President Obama’s first 100 days in office have been a big disappointment. The general misdirection of his administration was heightened when Obama sank to a new low by releasing classified memos this past week that detail CIA interrogations of terrorists. This move has aligned Obama forever with the far, far left of the country. His conduct is shameful and hurts those who are trying to protect the country.
So far, much of what has been wrong with Obama’s administration focuses on fiscal policy. He has plans in place to spend trillions of dollars that the United States simply does not have, placing the country in a precarious financial position where we would be completely at the mercy of any creditor who accepts our debts.
This past week, however, Obama’s foreign policy has nosedived from being weak and conciliatory to being downright dangerous.
Releasing memos of how the CIA interrogated terrorists will help those people who are trying to harm the United States. Our enemies will know what we will do to obtain information, and they can plan on how to avoid giving information that could help keep Americans safe. Additionally, by releasing the memos, Obama is casting aspersions on those who tried to prevent future attacks on the United States.
Even worse than the release of the classified memos, however, is Obama’s refusal to rule out prosecuting members of President Bush’s Administration for ordering enhanced interrogations. The objective of the Bush Administration was to keep American safe, and the interrogations led to information that accomplished this objective. Any prosecution would be a partisan disgrace.
At same time, Obama is trying to talk to and befriend enemies of the United States, such as Fidel Castro and Hugo Chavez. Obama seems to believe that making friends with enemies of the United States is a good policy and will make the United States safer. But he apparently is forgetting that there is a reason why these people are enemies of the United States. They run repressive regimes that are unsuccessful economically. They do not have redeeming qualities.
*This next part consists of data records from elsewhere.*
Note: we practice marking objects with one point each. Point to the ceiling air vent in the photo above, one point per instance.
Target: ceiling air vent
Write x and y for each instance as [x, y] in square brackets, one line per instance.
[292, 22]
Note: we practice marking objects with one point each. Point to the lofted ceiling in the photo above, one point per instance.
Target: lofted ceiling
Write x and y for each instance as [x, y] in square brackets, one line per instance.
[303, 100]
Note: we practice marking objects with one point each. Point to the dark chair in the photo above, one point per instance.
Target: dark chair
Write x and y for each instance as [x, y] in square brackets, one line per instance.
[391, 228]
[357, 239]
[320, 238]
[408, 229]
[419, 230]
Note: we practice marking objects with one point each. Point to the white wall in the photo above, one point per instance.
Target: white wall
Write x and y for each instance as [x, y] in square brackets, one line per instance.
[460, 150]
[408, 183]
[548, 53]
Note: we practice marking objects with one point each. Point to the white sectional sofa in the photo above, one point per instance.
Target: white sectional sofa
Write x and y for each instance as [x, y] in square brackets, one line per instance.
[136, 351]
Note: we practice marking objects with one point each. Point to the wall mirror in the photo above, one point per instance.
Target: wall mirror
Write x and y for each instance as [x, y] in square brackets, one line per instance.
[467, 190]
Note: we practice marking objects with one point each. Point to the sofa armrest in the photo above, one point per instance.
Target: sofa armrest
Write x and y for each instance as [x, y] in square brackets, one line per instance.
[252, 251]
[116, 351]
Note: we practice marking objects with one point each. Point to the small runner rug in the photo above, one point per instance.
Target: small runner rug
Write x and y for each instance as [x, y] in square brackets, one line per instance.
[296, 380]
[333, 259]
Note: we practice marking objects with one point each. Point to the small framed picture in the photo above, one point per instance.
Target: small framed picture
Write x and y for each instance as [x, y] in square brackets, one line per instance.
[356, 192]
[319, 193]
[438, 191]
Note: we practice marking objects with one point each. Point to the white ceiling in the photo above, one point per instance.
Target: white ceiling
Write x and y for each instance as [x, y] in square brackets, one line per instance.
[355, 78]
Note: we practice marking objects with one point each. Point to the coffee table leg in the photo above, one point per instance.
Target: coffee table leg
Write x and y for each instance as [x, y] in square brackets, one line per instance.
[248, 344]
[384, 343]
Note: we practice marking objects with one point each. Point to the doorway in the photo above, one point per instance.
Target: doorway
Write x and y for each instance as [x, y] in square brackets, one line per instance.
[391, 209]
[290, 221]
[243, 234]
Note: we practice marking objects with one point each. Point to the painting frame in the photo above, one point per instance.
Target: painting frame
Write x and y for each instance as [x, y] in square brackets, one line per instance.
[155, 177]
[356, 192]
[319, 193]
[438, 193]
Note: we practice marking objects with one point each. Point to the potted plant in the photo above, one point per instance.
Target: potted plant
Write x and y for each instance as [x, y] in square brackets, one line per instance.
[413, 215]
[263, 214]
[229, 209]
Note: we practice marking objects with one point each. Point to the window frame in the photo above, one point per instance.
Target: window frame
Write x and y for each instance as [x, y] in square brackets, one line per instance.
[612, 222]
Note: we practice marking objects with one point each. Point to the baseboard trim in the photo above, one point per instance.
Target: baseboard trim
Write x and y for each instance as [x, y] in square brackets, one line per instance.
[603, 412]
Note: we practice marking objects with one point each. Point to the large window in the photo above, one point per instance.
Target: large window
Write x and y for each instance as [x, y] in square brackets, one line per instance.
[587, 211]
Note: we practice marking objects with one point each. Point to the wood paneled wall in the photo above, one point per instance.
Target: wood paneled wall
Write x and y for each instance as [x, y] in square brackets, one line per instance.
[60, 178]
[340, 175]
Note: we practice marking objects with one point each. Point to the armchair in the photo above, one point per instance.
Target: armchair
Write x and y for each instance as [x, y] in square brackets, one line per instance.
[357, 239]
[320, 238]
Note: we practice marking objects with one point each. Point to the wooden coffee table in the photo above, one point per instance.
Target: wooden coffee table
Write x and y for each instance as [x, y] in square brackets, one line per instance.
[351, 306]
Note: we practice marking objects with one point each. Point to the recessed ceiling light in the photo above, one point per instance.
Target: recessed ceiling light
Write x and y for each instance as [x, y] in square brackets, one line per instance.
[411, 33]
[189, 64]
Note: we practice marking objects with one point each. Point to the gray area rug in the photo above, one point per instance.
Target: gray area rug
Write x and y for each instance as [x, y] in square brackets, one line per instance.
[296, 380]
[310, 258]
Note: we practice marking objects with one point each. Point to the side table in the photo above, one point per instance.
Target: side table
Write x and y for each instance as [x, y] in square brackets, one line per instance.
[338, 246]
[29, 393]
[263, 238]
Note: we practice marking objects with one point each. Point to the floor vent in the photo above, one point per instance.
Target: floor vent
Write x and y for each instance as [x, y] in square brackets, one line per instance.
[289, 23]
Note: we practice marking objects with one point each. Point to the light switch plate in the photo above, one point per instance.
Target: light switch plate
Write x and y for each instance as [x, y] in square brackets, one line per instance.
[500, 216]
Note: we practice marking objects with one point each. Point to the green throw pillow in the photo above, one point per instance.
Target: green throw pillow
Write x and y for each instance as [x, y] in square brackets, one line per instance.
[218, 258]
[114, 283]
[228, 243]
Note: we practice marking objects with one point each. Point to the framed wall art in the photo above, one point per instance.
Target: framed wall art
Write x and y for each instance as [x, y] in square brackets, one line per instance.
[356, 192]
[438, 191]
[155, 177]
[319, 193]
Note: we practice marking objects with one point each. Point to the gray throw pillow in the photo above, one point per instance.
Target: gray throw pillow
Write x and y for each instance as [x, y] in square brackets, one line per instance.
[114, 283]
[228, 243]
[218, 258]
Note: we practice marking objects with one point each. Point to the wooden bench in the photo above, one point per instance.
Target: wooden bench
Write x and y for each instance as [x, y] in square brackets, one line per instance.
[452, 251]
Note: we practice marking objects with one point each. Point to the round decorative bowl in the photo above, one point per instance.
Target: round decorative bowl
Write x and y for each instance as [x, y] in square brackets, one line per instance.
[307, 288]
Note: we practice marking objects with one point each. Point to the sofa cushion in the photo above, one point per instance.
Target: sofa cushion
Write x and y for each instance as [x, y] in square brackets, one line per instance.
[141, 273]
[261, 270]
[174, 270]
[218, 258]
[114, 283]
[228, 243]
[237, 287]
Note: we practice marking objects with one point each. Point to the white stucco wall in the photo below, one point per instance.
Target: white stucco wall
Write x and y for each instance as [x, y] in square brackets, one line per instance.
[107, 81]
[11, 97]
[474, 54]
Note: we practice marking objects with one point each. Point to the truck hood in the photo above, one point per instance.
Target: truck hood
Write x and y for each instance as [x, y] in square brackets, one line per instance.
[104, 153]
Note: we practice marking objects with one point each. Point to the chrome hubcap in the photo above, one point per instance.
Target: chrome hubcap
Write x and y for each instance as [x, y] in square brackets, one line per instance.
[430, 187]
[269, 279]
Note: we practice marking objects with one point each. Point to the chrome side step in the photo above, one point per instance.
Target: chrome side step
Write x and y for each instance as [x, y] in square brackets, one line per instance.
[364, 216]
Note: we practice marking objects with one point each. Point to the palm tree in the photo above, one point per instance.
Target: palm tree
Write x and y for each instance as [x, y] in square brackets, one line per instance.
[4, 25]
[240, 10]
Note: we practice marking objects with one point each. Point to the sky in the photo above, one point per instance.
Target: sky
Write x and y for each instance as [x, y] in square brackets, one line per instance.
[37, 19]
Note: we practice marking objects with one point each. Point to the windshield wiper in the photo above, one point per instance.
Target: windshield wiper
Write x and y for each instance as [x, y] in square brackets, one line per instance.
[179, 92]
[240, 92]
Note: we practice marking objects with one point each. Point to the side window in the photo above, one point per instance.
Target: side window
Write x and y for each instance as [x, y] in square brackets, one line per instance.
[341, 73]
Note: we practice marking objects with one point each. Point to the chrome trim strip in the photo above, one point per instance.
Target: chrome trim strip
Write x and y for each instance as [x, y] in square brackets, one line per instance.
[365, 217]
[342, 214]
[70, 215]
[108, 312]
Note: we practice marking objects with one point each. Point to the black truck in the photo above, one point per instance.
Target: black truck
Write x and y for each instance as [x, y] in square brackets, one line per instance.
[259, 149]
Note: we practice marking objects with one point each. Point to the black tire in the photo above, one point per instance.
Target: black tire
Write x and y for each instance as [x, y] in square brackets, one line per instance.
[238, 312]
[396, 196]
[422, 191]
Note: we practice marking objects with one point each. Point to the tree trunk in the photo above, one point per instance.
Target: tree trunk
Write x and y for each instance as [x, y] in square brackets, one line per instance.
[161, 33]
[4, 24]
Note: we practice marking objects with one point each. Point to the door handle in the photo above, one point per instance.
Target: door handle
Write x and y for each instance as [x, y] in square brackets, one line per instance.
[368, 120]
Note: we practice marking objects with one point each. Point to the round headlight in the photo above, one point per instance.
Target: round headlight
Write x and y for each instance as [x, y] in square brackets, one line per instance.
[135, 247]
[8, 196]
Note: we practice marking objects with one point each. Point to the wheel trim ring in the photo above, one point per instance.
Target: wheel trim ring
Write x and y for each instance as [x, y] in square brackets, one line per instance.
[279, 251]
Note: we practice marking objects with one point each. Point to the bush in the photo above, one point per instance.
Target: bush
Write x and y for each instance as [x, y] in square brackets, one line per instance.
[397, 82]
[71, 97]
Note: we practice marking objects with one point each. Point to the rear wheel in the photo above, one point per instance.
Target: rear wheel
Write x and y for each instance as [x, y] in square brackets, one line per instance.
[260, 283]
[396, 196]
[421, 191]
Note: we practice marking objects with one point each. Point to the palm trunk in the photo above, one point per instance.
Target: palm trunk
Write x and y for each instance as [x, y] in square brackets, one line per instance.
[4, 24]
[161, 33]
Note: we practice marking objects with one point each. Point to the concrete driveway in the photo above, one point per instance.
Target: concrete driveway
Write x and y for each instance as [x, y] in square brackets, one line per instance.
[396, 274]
In analyzing Obama’s policies from a historical viewpoint, several presidents near the bottom of the presidential rankings polls have treated controversial predecessors with far more humility and grace than Obama has shown.
Warren Harding offers one instructive example. Harding was more of an isolationist than his predecessor, Woodrow Wilson. Wilson got the United States involved in World War I. Although Harding disagreed with Wilson politically, he did not seek to prosecute members of Wilson’s Administration for going into World War I because Wilson was not seeking to harm the country. In domestic policy, Harding was faced with an economic downturn, but he did not seek to create a panic to promote his own agenda. Instead, he held back government intervention and the economy improved.
If Harding is ranked near the bottom of presidential polls, what does that say about Obama? Harding showed grace, civility and class toward Woodrow Wilson, whom he just as easily could have vilified for his own cheap, petty political gain.
Obama’s first 100 days in office are a disaster. He is even more partisan than anyone could have guessed. Instead of trying to show up President Bush, Obama should figure out a way to help the economy without putting the country in massive debt and figure out a way to conduct foreign policy that does not reward enemies and punish friends of the United States, including our own CIA. This conduct must stop.